Short answer, gcc specifically has documented this problem, we can see that in the gcc 4.8 release notes which says (emphasis mine going forward):

GCC now uses a more aggressive analysis to derive an upper bound for the number of iterations of loops using constraints imposed by language standards. This may cause non-conforming programs to no longer work as expected, such as SPEC CPU 2006 464.h264ref and 416.gamess. A new option, -fno-aggressive-loop-optimizations, was added to disable this aggressive analysis. In some loops that have known constant number of iterations, but undefined behavior is known to occur in the loop before reaching or during the last iteration, GCC will warn about the undefined behavior in the loop instead of deriving lower upper bound of the number of iterations for the loop. The warning can be disabled with -Wno-aggressive-loop-optimizations.

and indeed if we use -fno-aggressive-loop-optimizations the infinite loop behavior should cease and it does in all the cases I have tested.
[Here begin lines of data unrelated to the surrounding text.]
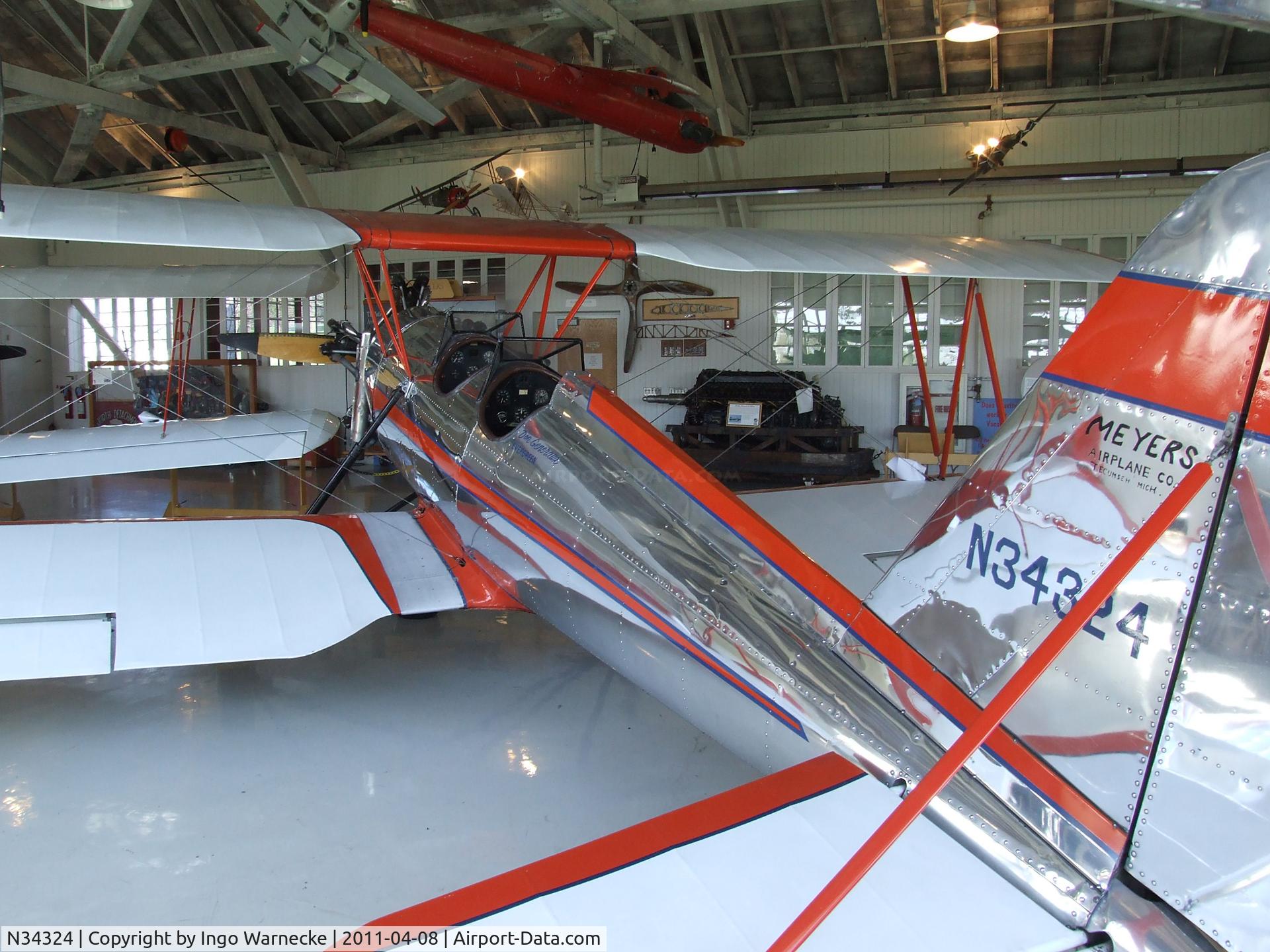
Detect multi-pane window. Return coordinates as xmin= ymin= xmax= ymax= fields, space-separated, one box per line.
xmin=1023 ymin=235 xmax=1142 ymax=366
xmin=900 ymin=278 xmax=931 ymax=367
xmin=865 ymin=278 xmax=899 ymax=367
xmin=936 ymin=278 xmax=968 ymax=367
xmin=1024 ymin=280 xmax=1054 ymax=366
xmin=799 ymin=274 xmax=832 ymax=367
xmin=72 ymin=297 xmax=171 ymax=368
xmin=771 ymin=272 xmax=798 ymax=367
xmin=837 ymin=274 xmax=865 ymax=367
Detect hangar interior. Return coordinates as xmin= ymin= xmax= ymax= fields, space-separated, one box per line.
xmin=0 ymin=0 xmax=1270 ymax=951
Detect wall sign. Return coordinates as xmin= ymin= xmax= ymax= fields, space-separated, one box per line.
xmin=640 ymin=297 xmax=740 ymax=330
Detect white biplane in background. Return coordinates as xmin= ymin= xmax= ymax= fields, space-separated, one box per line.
xmin=0 ymin=149 xmax=1270 ymax=952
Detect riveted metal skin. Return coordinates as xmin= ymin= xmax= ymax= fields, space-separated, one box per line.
xmin=1126 ymin=366 xmax=1270 ymax=952
xmin=867 ymin=155 xmax=1270 ymax=949
xmin=350 ymin=311 xmax=1118 ymax=927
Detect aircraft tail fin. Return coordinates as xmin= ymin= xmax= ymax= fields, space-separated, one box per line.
xmin=866 ymin=149 xmax=1270 ymax=829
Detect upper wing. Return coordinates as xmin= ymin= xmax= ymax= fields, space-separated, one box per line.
xmin=0 ymin=410 xmax=339 ymax=483
xmin=0 ymin=185 xmax=1120 ymax=282
xmin=741 ymin=480 xmax=954 ymax=593
xmin=0 ymin=264 xmax=335 ymax=299
xmin=371 ymin=754 xmax=1087 ymax=952
xmin=0 ymin=513 xmax=521 ymax=680
xmin=0 ymin=185 xmax=358 ymax=251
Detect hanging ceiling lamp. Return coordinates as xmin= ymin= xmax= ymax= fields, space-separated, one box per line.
xmin=944 ymin=0 xmax=1001 ymax=43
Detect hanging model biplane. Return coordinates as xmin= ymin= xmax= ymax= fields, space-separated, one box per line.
xmin=259 ymin=0 xmax=743 ymax=152
xmin=0 ymin=155 xmax=1270 ymax=952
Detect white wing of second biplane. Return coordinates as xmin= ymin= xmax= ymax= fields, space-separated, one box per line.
xmin=0 ymin=410 xmax=339 ymax=484
xmin=0 ymin=185 xmax=1120 ymax=282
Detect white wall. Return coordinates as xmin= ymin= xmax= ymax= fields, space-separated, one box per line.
xmin=40 ymin=94 xmax=1270 ymax=442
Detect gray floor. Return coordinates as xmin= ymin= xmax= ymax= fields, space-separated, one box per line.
xmin=0 ymin=467 xmax=755 ymax=926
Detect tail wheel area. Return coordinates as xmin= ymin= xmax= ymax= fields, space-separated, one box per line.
xmin=476 ymin=360 xmax=560 ymax=439
xmin=433 ymin=333 xmax=498 ymax=393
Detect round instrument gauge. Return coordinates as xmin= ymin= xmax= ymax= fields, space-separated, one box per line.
xmin=435 ymin=334 xmax=498 ymax=393
xmin=479 ymin=360 xmax=560 ymax=439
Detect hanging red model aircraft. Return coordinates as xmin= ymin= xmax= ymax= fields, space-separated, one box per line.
xmin=259 ymin=0 xmax=744 ymax=152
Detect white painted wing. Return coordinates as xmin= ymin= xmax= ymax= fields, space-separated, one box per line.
xmin=386 ymin=754 xmax=1087 ymax=952
xmin=741 ymin=480 xmax=956 ymax=596
xmin=0 ymin=410 xmax=339 ymax=484
xmin=0 ymin=185 xmax=359 ymax=251
xmin=0 ymin=513 xmax=464 ymax=680
xmin=612 ymin=225 xmax=1121 ymax=282
xmin=0 ymin=264 xmax=335 ymax=301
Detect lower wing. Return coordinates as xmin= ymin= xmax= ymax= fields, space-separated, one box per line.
xmin=0 ymin=513 xmax=518 ymax=680
xmin=0 ymin=410 xmax=339 ymax=484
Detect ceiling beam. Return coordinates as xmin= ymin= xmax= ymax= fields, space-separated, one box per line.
xmin=344 ymin=26 xmax=563 ymax=150
xmin=1156 ymin=20 xmax=1173 ymax=79
xmin=4 ymin=63 xmax=330 ymax=165
xmin=1046 ymin=0 xmax=1054 ymax=89
xmin=719 ymin=10 xmax=758 ymax=108
xmin=1213 ymin=26 xmax=1234 ymax=76
xmin=772 ymin=0 xmax=802 ymax=105
xmin=559 ymin=0 xmax=749 ymax=128
xmin=1099 ymin=0 xmax=1115 ymax=83
xmin=54 ymin=0 xmax=153 ymax=185
xmin=878 ymin=0 xmax=899 ymax=99
xmin=929 ymin=0 xmax=950 ymax=95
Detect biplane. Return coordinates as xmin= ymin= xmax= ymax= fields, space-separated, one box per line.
xmin=0 ymin=155 xmax=1270 ymax=952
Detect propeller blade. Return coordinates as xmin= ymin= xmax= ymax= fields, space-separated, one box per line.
xmin=640 ymin=280 xmax=714 ymax=297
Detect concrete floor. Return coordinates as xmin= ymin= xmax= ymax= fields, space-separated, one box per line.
xmin=0 ymin=466 xmax=757 ymax=926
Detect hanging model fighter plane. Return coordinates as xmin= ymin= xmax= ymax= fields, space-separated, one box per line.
xmin=556 ymin=258 xmax=714 ymax=373
xmin=259 ymin=0 xmax=743 ymax=152
xmin=0 ymin=156 xmax=1270 ymax=952
xmin=949 ymin=103 xmax=1056 ymax=196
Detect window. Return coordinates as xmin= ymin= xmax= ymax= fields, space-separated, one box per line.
xmin=799 ymin=274 xmax=832 ymax=367
xmin=221 ymin=294 xmax=325 ymax=367
xmin=936 ymin=278 xmax=968 ymax=367
xmin=837 ymin=274 xmax=865 ymax=367
xmin=72 ymin=297 xmax=171 ymax=370
xmin=1024 ymin=280 xmax=1054 ymax=367
xmin=1023 ymin=235 xmax=1142 ymax=367
xmin=900 ymin=278 xmax=931 ymax=367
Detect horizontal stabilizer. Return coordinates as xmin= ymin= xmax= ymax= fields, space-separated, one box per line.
xmin=0 ymin=185 xmax=358 ymax=251
xmin=371 ymin=754 xmax=1086 ymax=952
xmin=0 ymin=410 xmax=339 ymax=484
xmin=0 ymin=264 xmax=335 ymax=301
xmin=220 ymin=331 xmax=333 ymax=363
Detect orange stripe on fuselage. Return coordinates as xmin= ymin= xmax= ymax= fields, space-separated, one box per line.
xmin=591 ymin=387 xmax=1126 ymax=852
xmin=367 ymin=754 xmax=864 ymax=929
xmin=1045 ymin=274 xmax=1267 ymax=426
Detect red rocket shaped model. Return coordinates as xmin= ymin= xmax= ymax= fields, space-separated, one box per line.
xmin=362 ymin=0 xmax=743 ymax=152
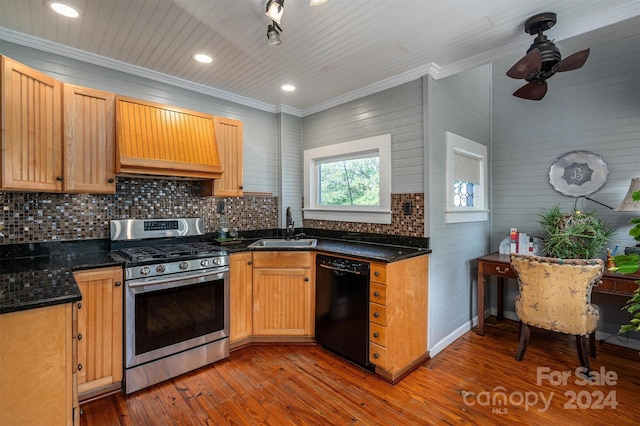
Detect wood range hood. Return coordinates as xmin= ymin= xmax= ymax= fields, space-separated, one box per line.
xmin=116 ymin=96 xmax=222 ymax=180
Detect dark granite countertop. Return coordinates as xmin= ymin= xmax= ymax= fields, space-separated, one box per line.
xmin=0 ymin=242 xmax=121 ymax=314
xmin=0 ymin=229 xmax=431 ymax=314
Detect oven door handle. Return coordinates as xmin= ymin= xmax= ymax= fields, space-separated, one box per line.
xmin=127 ymin=268 xmax=229 ymax=287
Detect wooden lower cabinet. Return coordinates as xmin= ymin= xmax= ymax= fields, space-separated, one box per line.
xmin=369 ymin=255 xmax=429 ymax=382
xmin=229 ymin=252 xmax=253 ymax=347
xmin=74 ymin=267 xmax=124 ymax=400
xmin=253 ymin=251 xmax=315 ymax=337
xmin=0 ymin=303 xmax=78 ymax=425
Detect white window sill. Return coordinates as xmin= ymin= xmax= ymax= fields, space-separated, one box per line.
xmin=445 ymin=210 xmax=489 ymax=223
xmin=303 ymin=208 xmax=391 ymax=224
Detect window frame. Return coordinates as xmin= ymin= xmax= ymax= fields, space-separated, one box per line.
xmin=445 ymin=131 xmax=489 ymax=223
xmin=303 ymin=134 xmax=391 ymax=224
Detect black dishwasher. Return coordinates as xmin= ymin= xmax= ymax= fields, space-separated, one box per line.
xmin=316 ymin=255 xmax=374 ymax=371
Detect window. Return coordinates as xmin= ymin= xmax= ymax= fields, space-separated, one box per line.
xmin=304 ymin=135 xmax=391 ymax=223
xmin=446 ymin=132 xmax=489 ymax=223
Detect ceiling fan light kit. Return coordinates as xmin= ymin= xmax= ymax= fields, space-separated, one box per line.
xmin=507 ymin=12 xmax=590 ymax=101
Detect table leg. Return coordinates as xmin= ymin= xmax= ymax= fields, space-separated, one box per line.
xmin=496 ymin=277 xmax=504 ymax=319
xmin=478 ymin=272 xmax=485 ymax=336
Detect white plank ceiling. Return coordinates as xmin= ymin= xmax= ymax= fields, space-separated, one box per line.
xmin=0 ymin=0 xmax=640 ymax=115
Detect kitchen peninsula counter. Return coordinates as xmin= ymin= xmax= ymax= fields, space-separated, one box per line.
xmin=0 ymin=230 xmax=431 ymax=314
xmin=0 ymin=241 xmax=121 ymax=314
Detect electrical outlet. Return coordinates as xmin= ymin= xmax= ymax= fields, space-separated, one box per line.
xmin=402 ymin=201 xmax=412 ymax=214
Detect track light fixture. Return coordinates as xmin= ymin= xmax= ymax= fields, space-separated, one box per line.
xmin=265 ymin=0 xmax=284 ymax=25
xmin=267 ymin=21 xmax=282 ymax=46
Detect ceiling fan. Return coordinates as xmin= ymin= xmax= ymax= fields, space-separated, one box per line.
xmin=507 ymin=12 xmax=590 ymax=101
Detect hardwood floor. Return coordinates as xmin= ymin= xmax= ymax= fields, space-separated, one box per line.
xmin=80 ymin=319 xmax=640 ymax=426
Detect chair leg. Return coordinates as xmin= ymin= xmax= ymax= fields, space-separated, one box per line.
xmin=516 ymin=321 xmax=531 ymax=361
xmin=576 ymin=336 xmax=591 ymax=377
xmin=589 ymin=330 xmax=596 ymax=359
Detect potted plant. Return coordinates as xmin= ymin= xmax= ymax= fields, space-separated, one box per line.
xmin=609 ymin=191 xmax=640 ymax=333
xmin=538 ymin=205 xmax=614 ymax=259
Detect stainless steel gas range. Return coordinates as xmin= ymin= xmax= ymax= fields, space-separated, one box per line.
xmin=110 ymin=218 xmax=229 ymax=393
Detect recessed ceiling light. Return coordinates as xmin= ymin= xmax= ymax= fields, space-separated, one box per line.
xmin=49 ymin=1 xmax=80 ymax=18
xmin=193 ymin=53 xmax=213 ymax=64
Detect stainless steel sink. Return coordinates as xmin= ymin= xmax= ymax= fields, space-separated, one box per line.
xmin=248 ymin=238 xmax=318 ymax=249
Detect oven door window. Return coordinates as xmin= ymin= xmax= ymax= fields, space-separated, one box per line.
xmin=135 ymin=280 xmax=225 ymax=355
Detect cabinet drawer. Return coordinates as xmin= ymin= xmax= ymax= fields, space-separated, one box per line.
xmin=369 ymin=303 xmax=387 ymax=325
xmin=253 ymin=251 xmax=311 ymax=269
xmin=369 ymin=263 xmax=387 ymax=284
xmin=369 ymin=343 xmax=387 ymax=368
xmin=369 ymin=322 xmax=387 ymax=348
xmin=482 ymin=262 xmax=516 ymax=278
xmin=369 ymin=283 xmax=387 ymax=305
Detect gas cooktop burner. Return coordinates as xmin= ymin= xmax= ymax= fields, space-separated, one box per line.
xmin=118 ymin=242 xmax=226 ymax=262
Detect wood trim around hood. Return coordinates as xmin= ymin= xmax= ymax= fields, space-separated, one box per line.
xmin=116 ymin=96 xmax=223 ymax=179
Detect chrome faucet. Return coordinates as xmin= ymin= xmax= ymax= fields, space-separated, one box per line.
xmin=284 ymin=207 xmax=294 ymax=240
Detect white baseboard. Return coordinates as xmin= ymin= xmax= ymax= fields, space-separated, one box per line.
xmin=429 ymin=317 xmax=478 ymax=358
xmin=429 ymin=308 xmax=640 ymax=358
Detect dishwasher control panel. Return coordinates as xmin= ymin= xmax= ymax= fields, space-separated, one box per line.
xmin=317 ymin=255 xmax=369 ymax=275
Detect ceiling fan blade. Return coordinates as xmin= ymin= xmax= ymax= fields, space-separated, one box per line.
xmin=513 ymin=81 xmax=547 ymax=101
xmin=558 ymin=49 xmax=591 ymax=72
xmin=507 ymin=49 xmax=542 ymax=79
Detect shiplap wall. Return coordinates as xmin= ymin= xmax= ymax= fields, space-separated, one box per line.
xmin=302 ymin=80 xmax=424 ymax=194
xmin=491 ymin=18 xmax=640 ymax=346
xmin=279 ymin=113 xmax=304 ymax=228
xmin=425 ymin=65 xmax=491 ymax=356
xmin=0 ymin=40 xmax=278 ymax=195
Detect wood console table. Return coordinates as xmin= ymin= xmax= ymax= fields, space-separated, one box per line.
xmin=477 ymin=253 xmax=640 ymax=336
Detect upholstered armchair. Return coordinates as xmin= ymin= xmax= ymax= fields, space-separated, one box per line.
xmin=511 ymin=254 xmax=604 ymax=375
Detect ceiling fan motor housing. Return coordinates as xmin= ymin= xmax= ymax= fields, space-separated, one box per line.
xmin=527 ymin=35 xmax=562 ymax=74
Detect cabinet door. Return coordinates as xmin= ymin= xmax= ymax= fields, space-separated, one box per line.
xmin=64 ymin=84 xmax=116 ymax=194
xmin=253 ymin=268 xmax=313 ymax=336
xmin=229 ymin=253 xmax=253 ymax=343
xmin=0 ymin=303 xmax=75 ymax=425
xmin=74 ymin=267 xmax=123 ymax=399
xmin=0 ymin=56 xmax=63 ymax=192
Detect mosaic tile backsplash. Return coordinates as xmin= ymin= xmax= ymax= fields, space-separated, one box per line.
xmin=303 ymin=193 xmax=425 ymax=237
xmin=0 ymin=177 xmax=425 ymax=244
xmin=0 ymin=177 xmax=278 ymax=244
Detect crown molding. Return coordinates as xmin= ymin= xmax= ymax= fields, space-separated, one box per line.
xmin=0 ymin=27 xmax=278 ymax=113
The long answer starts with knowing that signed integer overflow is undefined behavior by looking at the draft C++ standard section 5 Expressions paragraph 4 which says:

If during the evaluation of an expression, the result is not mathematically defined or not in the range of representable values for its type, the behavior is undefined. [ Note: most existing implementations of C++ ignore integer overflows. Treatment of division by zero, forming a remainder using a zero divisor, and all floating point exceptions vary among machines, and is usually adjustable by a library function. —end note

We know that the standard says undefined behavior is unpredictable from the note that come with the definition which says:

[ Note: Undefined behavior may be expected when this International Standard omits any explicit definition of behavior or when a program uses an erroneous construct or erroneous data. Permissible undefined behavior ranges from ignoring the situation completely with unpredictable results, to behaving during translation or program execution in a documented manner characteristic of the environment (with or without the issuance of a diagnostic message), to terminating a translation or execution (with the issuance of a diagnostic message). Many erroneous program constructs do not engender undefined behavior; they are required to be diagnosed. —end note ]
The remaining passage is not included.